Because this was a secondary analysis of a feasibility RCT, the current results can give insights for further research, but are not conclusive (yet). The moderator analyses were exploratory, meaning the significant findings (e.g., optimal running volume or speed) should be interpreted as hypothesis-generating rather than definitive. Notably, intradiscal loading was not directly measured, so conclusions about mechanotransduction remain inferential.
Clinically, this raises questions about whether observed T2 changes truly reflect meaningful biological adaptation or transient fluid shifts within the disc. Better IVD health status was defined by the authors, but it doesn’t automatically mean that someone just got rid of their CLBP. Also, the authors acknowledge that, although positive IVD changes were observed in the intervention group, these did not yield statistically significant differences between the runners and the control group.
The run-walk intervention was designed to be conservative, resulting in a wide variation in mean running speeds (4.4 to 11.7 km/h) and cumulative running volumes (1.8 to 109.8 km). While this provided an opportunity for subgroup analysis, it reflects high variability in the actual ‘dose’ of running.
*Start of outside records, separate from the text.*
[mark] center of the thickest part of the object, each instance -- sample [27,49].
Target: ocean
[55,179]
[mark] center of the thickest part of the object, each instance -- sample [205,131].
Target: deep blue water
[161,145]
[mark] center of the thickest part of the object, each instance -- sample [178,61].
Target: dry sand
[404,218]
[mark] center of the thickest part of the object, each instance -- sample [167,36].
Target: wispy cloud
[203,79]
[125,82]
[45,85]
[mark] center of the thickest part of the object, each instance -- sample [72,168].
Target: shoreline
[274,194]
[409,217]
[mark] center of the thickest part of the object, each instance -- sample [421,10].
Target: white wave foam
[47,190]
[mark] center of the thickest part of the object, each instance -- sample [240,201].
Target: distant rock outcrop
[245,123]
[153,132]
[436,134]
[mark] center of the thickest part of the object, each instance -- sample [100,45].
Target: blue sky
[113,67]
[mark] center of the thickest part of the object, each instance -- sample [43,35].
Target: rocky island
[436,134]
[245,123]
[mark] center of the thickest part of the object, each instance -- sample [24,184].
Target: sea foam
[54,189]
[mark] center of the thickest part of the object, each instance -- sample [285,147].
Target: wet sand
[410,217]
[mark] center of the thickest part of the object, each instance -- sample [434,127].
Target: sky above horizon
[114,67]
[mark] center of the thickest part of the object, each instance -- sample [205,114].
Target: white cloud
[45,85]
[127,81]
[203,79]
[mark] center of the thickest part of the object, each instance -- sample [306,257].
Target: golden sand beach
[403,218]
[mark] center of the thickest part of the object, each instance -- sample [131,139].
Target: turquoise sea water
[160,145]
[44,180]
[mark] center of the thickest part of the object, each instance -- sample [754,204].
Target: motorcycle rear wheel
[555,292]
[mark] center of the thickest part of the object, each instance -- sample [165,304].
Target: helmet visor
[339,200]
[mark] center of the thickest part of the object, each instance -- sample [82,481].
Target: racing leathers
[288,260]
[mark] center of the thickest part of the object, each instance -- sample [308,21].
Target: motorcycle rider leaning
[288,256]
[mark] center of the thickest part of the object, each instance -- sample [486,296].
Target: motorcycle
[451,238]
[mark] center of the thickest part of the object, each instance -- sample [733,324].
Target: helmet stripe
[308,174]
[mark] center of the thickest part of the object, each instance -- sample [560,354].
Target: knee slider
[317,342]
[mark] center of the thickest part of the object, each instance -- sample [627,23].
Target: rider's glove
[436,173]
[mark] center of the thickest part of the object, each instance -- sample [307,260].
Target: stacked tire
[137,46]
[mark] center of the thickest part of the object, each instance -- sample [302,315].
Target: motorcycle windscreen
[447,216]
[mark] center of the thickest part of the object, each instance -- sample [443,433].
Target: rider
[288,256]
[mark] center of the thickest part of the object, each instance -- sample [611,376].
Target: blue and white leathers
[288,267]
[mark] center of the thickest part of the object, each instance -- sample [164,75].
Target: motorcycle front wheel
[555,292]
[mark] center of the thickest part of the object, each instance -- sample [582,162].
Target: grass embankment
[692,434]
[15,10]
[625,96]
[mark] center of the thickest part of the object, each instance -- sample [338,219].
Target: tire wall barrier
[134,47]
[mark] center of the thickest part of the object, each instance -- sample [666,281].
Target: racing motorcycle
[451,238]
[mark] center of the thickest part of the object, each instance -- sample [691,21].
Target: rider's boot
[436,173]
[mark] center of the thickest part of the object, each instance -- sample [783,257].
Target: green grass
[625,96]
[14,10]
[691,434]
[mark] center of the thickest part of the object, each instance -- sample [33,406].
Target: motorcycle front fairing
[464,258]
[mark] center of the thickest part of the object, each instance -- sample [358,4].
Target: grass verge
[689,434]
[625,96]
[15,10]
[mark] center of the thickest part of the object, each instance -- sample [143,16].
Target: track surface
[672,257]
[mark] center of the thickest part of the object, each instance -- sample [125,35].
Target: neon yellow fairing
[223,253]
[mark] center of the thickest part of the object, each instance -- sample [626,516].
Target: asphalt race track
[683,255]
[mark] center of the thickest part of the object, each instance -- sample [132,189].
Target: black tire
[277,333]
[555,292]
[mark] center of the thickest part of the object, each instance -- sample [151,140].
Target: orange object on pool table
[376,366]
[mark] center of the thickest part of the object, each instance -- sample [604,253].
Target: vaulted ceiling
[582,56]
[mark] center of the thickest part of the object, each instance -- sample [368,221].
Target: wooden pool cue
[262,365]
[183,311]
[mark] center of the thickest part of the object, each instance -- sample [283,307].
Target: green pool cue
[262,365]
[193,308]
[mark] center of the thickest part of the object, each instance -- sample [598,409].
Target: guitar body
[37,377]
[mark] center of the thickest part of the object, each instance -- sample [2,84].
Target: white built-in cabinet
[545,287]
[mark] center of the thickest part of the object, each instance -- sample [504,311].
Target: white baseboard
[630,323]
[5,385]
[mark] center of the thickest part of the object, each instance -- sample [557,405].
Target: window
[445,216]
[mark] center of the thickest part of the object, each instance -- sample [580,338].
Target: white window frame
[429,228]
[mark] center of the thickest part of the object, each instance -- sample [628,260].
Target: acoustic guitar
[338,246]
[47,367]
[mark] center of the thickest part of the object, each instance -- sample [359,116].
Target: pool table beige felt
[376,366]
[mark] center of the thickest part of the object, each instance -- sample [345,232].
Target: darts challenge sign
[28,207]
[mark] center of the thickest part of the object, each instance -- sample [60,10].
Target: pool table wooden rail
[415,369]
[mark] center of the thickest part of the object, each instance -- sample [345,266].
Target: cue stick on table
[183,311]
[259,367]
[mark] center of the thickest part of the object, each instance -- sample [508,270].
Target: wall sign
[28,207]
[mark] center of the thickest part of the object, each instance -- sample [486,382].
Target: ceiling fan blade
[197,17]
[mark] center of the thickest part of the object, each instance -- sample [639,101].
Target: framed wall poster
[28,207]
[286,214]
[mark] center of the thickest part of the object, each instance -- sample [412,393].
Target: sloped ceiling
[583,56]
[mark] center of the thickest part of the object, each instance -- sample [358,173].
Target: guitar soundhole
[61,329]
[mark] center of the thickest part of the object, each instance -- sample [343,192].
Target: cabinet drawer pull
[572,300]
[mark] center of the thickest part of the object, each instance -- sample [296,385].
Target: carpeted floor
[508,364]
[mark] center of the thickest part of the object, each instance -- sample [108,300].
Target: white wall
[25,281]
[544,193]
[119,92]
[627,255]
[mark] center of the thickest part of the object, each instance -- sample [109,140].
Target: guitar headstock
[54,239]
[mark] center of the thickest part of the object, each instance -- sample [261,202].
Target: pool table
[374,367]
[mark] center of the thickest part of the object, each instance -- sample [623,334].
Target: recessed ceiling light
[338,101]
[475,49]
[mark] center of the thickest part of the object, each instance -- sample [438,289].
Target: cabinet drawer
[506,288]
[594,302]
BMI did not appear to moderate changes in IVD T2 at any time point, suggesting that body mass may not meaningfully influence how discs respond to this type of graded running load in individuals with CLBP. This is somewhat surprising given prior evidence linking higher BMI to increased spinal loading, and may indicate that the relatively low running volumes in this study were insufficient to expose BMI-related differences. In contrast, sex showed a time-dependent moderating effect: males demonstrated a negative effect at 6 weeks but a positive effect at 12 weeks compared to controls, whereas females showed no significant moderating effect. However, the authors note that early negative changes in males were likely driven by changes within the control group, raising the possibility that these findings reflect variability rather than a true physiological difference. For clinicians, this suggests that sex-specific responses to loading remain unclear and should not yet drive different exercise prescriptions, while BMI alone may not be a key factor when prescribing low-to-moderate running interventions for disc health.

Take-home messages
Degeneration level matters: Those with more degenerative changes in their IVDs (highest quartile) showed improved IVD health at 12 weeks, whereas those with mild degeneration showed a negative effect at 6 weeks, which was not sustained at 12 weeks. Together, this suggests that more degenerative changes at baseline may hold more capacity to improve.
Running volume shows a “sweet spot”: Based on the current analysis, the optimal range would lie between 28.6–46.1 km over 12 weeks, which is approximately 2.4–3.8 km/week. Too little or too much showed a U-shaped relationship between load and adaptation, with negative effects, mainly at 6 weeks.
Running speed and surface matters: Best outcomes were achieved with running speeds between 10.5–11.7 km/h. Running on a grass surface also yielded a positive IVD effect. BMI did not show any moderating effect.
This was a small (n=40), secondary subgroup analysis with multiple comparisons, meaning the study was not adequately powered to detect moderator effects. The use of quartiles further reduced subgroup sizes, increasing the likelihood that some statistically significant findings (e.g., “optimal” running volume or speed) may be due to chance rather than true physiological effects. As a result, conclusions about running-induced disc adaptations should be interpreted cautiously, as these findings are hypothesis-generating rather than prescriptive, and it would be premature to base specific clinical loading guidelines on them without confirmation from larger, adequately powered trials.